Visitors are invited to discover how machine learning is applied to monitor forests, assess land-use changes, and predict the impacts of extreme weather events. The exhibits highlight concrete examples of how AI helps identify endangered species, improve carbon cycle models, and guide reforestation efforts. Beyond technological innovation, the exhibition also emphasizes the importance of collaboration across disciplines — combining expertise from computer science, environmental research, and the social sciences to address global sustainability challenges. Through engaging visuals and accessible explanations, the exhibition aims to make cutting-edge AI research understandable to a broad audience and to inspire dialogue about the role of technology in shaping a sustainable future for our planet.

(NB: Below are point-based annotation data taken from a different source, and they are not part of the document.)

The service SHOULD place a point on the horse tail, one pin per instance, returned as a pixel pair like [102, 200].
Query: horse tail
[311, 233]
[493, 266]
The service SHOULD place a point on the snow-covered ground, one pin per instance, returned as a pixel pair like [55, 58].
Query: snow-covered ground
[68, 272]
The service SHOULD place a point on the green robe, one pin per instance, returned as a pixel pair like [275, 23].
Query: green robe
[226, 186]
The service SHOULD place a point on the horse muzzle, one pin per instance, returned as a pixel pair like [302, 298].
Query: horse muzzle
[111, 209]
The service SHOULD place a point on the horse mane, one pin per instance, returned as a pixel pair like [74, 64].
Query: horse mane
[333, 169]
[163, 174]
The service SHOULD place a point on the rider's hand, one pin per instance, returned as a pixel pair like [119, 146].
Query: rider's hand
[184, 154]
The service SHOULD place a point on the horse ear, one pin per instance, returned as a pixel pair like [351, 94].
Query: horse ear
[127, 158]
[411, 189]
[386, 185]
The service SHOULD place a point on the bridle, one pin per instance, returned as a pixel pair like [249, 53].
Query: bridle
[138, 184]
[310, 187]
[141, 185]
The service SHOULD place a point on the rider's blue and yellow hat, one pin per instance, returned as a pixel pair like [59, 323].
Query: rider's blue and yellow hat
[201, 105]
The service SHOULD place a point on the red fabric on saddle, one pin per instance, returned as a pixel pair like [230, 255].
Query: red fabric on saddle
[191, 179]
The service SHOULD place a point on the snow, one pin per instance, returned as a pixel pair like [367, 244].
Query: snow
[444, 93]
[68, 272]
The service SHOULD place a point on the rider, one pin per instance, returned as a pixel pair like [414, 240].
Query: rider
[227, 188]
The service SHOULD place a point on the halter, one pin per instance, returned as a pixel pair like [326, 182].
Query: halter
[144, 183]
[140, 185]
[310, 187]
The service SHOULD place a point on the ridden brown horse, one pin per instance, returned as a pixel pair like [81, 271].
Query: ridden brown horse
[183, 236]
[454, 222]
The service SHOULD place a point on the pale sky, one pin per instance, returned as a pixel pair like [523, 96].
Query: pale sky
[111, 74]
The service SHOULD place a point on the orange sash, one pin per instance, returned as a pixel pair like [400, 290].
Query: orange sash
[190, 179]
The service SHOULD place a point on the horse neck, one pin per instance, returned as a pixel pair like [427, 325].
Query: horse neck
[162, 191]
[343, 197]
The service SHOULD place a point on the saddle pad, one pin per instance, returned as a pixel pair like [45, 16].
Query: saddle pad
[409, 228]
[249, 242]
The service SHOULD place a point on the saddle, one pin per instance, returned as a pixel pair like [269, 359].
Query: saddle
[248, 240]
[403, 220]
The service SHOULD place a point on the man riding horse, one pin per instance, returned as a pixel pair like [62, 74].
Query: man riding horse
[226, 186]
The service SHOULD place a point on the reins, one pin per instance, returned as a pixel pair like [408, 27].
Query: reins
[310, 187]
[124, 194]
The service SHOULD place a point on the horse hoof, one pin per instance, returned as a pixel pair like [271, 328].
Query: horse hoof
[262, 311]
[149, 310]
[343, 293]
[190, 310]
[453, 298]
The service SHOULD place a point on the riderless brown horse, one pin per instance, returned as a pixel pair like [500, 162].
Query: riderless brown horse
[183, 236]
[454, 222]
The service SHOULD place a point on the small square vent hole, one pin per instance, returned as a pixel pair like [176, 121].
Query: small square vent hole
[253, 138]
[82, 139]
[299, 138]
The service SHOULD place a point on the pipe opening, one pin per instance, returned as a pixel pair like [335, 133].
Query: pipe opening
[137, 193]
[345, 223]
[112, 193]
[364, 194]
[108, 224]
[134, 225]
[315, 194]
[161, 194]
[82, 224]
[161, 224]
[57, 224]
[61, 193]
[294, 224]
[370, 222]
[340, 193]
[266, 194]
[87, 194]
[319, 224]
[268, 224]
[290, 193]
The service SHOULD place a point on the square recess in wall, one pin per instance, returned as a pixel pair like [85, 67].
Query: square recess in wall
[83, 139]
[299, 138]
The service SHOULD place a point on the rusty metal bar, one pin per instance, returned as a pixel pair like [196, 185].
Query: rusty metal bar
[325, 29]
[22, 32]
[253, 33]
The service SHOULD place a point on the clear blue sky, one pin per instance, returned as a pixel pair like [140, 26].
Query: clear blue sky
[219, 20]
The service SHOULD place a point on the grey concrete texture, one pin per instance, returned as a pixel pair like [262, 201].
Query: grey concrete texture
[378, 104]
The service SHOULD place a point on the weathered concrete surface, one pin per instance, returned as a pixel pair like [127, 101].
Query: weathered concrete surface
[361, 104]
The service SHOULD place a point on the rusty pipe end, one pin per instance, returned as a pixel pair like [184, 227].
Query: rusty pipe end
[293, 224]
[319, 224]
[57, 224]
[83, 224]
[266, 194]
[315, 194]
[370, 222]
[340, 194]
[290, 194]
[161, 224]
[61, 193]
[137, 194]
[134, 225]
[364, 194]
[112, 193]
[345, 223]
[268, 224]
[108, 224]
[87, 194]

The exhibition opens on November 6, from 5:15 to 7:00 p.m., with a vernissage featuring informative talks on the research focus areas of the ELLIS Unit Jena and the main themes of the exhibition. Afterwards, visitors are welcome to explore the displays freely. Throughout the vernissage, there will be opportunities to engage directly with researchers, ask questions, and learn about ongoing projects and innovative technologies.

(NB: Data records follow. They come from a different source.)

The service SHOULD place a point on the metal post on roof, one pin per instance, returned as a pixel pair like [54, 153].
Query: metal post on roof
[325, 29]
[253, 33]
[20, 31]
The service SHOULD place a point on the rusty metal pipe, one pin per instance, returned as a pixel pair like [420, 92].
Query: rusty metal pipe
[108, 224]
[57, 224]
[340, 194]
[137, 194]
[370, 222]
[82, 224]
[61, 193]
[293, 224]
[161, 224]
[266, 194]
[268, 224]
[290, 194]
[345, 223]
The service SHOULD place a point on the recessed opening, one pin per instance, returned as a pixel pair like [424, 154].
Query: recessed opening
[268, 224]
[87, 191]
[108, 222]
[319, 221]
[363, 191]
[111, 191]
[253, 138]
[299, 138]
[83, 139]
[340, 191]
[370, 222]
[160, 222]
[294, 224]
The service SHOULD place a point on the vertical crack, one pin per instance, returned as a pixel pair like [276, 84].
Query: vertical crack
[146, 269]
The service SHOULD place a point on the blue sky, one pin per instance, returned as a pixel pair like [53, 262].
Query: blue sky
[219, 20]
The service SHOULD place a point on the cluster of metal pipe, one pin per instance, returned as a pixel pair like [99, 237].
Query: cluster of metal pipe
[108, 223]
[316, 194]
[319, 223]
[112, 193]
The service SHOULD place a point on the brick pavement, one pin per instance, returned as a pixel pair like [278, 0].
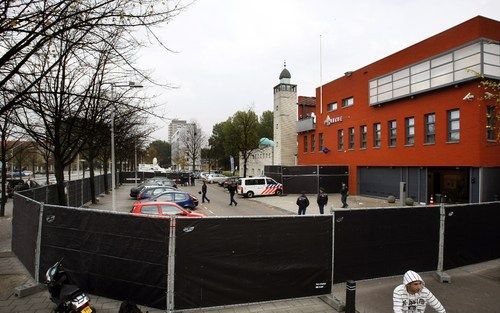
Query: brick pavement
[474, 288]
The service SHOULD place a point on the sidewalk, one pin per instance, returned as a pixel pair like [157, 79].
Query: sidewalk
[473, 288]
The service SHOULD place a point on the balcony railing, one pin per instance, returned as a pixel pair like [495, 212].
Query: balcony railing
[306, 124]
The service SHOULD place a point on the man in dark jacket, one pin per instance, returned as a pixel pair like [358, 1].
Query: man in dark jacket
[232, 190]
[322, 200]
[303, 203]
[204, 193]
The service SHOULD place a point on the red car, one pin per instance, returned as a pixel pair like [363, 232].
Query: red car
[165, 209]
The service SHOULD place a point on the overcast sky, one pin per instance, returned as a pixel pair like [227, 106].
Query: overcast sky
[229, 53]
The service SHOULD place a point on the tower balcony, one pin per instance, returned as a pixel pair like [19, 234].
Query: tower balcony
[306, 124]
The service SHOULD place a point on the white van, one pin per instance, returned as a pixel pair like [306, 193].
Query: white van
[259, 186]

As part of the European excellence network ELLIS (European Laboratory for Learning and Intelligent Systems), the ELLIS Unit Jena conducts pioneering research at the intersection of artificial intelligence, environmental science, and sustainability. The Unit develops advanced machine learning methods that support ecosystem monitoring, climate analysis, and biodiversity conservation. It is jointly led by Prof. Dr. Joachim Denzler (University of Jena) and Prof. Dr. Markus Reichstein (Max Planck Institute for Biogeochemistry).